I consider how remembering September 11, 2001 has developed over time by compiling a comprehensive, chronological, and systematic rhetorical history of 9/11, by analyzing the language associated with memory practices enacted by rememberers through this history, by locating major shifts in the process of constructing these practices, and by examining the interplay between participants at both official and local levels. In addition to proposing a more process-oriented, developmental approach to rhetorical studies of remembering, my work assembles a comprehensive chronological record and rhetorical analysis of September 11 memory artifacts unlike anything collected to date.
I primarily focus on 4 activities in the process of remembering September 11. For the first, I reconstruct the earliest reports of September 11 produced in newspapers published on September 12, 2001. These early accounts established some of the first sequences of relevant events.

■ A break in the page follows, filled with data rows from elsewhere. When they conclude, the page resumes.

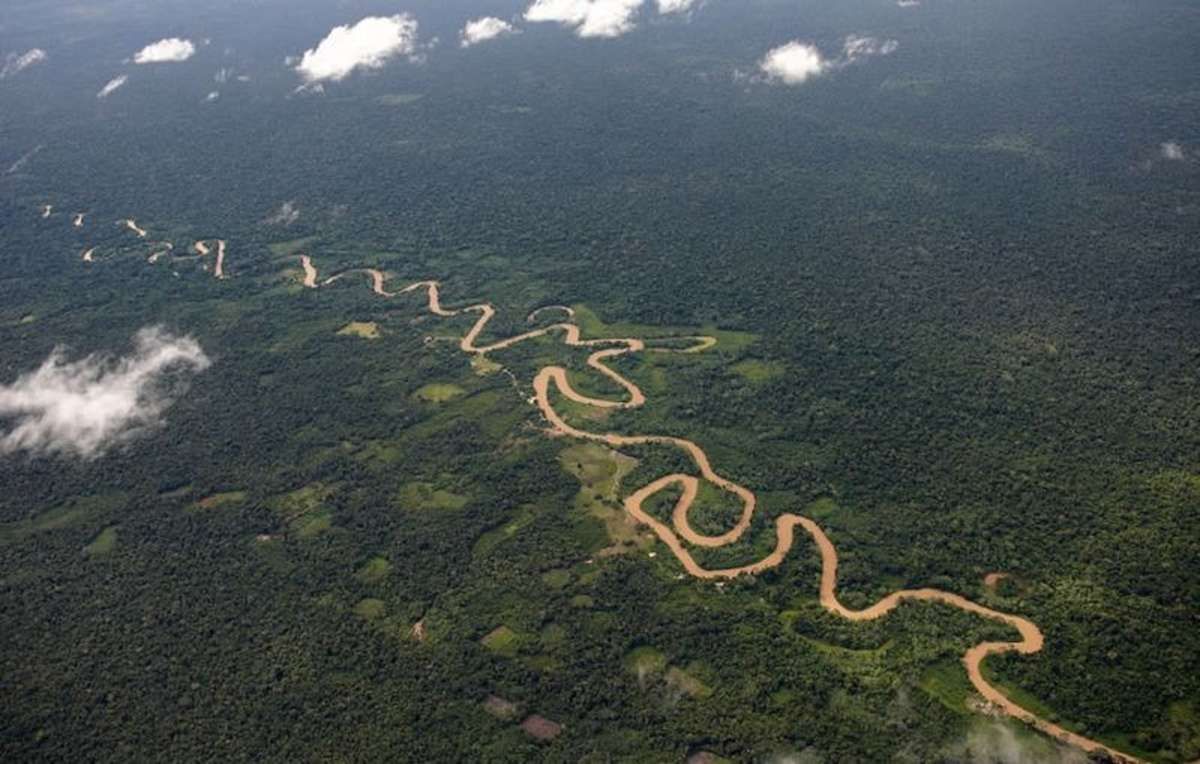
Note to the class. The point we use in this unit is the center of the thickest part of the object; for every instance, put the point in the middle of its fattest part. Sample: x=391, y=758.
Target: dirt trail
x=203, y=250
x=993, y=579
x=568, y=311
x=310, y=271
x=555, y=379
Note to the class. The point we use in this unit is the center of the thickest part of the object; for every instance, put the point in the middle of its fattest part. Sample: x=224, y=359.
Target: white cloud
x=84, y=408
x=676, y=6
x=369, y=44
x=857, y=47
x=169, y=50
x=15, y=64
x=588, y=18
x=484, y=29
x=796, y=62
x=793, y=62
x=114, y=84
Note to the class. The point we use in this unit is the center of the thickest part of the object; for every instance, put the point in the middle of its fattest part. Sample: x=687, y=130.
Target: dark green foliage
x=965, y=288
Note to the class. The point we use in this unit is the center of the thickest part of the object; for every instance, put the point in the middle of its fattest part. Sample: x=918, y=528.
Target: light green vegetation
x=439, y=392
x=421, y=495
x=948, y=684
x=688, y=683
x=600, y=471
x=492, y=539
x=103, y=543
x=370, y=609
x=305, y=509
x=592, y=325
x=484, y=366
x=71, y=513
x=557, y=578
x=646, y=660
x=502, y=641
x=375, y=571
x=220, y=500
x=366, y=330
x=759, y=371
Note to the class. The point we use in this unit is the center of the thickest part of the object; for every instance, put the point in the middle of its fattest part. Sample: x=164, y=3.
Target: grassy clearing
x=594, y=326
x=502, y=641
x=71, y=513
x=305, y=510
x=366, y=330
x=370, y=609
x=557, y=578
x=375, y=571
x=220, y=500
x=103, y=543
x=688, y=683
x=757, y=371
x=484, y=366
x=646, y=660
x=947, y=683
x=492, y=539
x=439, y=392
x=600, y=473
x=420, y=495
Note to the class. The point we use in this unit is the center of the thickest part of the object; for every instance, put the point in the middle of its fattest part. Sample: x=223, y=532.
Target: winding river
x=552, y=380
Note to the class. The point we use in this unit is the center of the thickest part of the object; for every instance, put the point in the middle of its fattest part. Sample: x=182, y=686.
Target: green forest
x=957, y=300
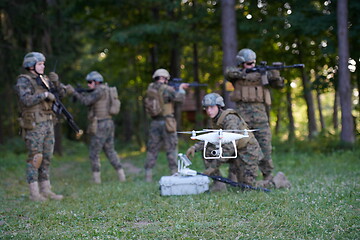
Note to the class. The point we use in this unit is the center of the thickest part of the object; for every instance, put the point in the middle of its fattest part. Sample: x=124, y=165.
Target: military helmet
x=245, y=55
x=212, y=99
x=32, y=58
x=94, y=76
x=161, y=73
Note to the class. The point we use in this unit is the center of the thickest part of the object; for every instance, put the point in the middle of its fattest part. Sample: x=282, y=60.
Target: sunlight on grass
x=322, y=204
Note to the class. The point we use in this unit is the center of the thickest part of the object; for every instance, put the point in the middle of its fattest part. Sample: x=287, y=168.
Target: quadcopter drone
x=218, y=137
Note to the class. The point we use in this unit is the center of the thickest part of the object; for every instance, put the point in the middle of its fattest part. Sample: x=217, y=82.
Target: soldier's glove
x=49, y=96
x=54, y=78
x=190, y=153
x=69, y=89
x=209, y=171
x=274, y=74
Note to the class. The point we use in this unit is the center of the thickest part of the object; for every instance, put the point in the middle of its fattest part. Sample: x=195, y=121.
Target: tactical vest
x=100, y=109
x=241, y=143
x=167, y=105
x=251, y=90
x=41, y=112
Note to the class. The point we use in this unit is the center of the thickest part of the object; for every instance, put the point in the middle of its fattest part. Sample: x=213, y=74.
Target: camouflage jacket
x=169, y=93
x=26, y=91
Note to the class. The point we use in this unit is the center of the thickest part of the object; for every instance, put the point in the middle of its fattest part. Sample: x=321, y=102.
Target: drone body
x=218, y=137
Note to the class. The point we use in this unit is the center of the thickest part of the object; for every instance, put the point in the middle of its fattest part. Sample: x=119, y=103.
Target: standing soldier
x=37, y=123
x=159, y=104
x=241, y=169
x=252, y=98
x=101, y=126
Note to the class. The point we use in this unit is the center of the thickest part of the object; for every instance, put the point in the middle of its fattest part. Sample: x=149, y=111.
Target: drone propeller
x=193, y=131
x=229, y=130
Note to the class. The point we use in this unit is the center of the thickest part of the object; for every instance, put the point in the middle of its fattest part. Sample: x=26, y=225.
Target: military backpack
x=153, y=102
x=114, y=101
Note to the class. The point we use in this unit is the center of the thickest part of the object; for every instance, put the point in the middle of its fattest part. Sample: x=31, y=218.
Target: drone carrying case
x=183, y=185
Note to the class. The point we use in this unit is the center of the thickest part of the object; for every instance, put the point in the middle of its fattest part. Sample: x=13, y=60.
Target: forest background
x=195, y=40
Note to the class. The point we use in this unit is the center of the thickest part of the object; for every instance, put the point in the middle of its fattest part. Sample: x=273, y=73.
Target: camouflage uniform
x=37, y=124
x=158, y=132
x=244, y=167
x=252, y=99
x=101, y=126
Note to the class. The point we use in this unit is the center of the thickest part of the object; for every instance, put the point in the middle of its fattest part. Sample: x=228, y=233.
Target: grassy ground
x=322, y=204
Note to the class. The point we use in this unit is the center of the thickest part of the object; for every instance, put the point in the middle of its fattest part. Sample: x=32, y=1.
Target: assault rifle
x=59, y=109
x=175, y=82
x=80, y=89
x=263, y=68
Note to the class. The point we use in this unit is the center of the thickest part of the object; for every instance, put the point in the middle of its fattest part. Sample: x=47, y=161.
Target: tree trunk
x=310, y=105
x=198, y=113
x=277, y=124
x=229, y=40
x=347, y=124
x=336, y=111
x=291, y=125
x=322, y=122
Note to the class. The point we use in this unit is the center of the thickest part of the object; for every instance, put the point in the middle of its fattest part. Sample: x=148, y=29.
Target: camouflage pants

These newspapers also reminded readers that September 11 was a shared experience by reporting community level activities as responses to events in NY, D.C., and Pennsylvania. The second chapter examines oral history projects collected in the months and years following the events. By examining story collections I argue individuals’ accounts are a critical point of remembering in the process of constructing public memory; I also argue that how stories are curated plays an important role in what gets shared, and my analysis of these collections reveals missed opportunities to redirect some of the 9/11 narrative toward compassion instead of prioritizing loss and grief.
In the third chapter, I examine the controversy surrounding plans for Park51, an Islamic community center that many have called the Ground Zero Mosque. As memorials to the tragedy of September 11 were being constructed nearby, the controversy that emerged in response to Park51 illuminated underlying disagreements over how to understand what happened, how to classify perpetrators and victims, and how to characterize and bound off sacred space. I argue here that dissociations reveal underlying disagreements about religious freedom after 9/11. Finally, I investigate the role of stable memorial artifacts including the September 11 Memorial and Museum in New York City, the Pentagon Memorial, and the Flight 93 Memorial.
My project primarily investigates how these narratives told about the past shift at different phases of remembering, strategically re-enacting the same sequence of events in meaningful and transformative ways. Ultimately, I argue that considering the process of remembering in addition to stable sites of memory is critical to understanding the development of shared stories and the missed opportunities that could clarify memory practices and enhance how we respond to the past.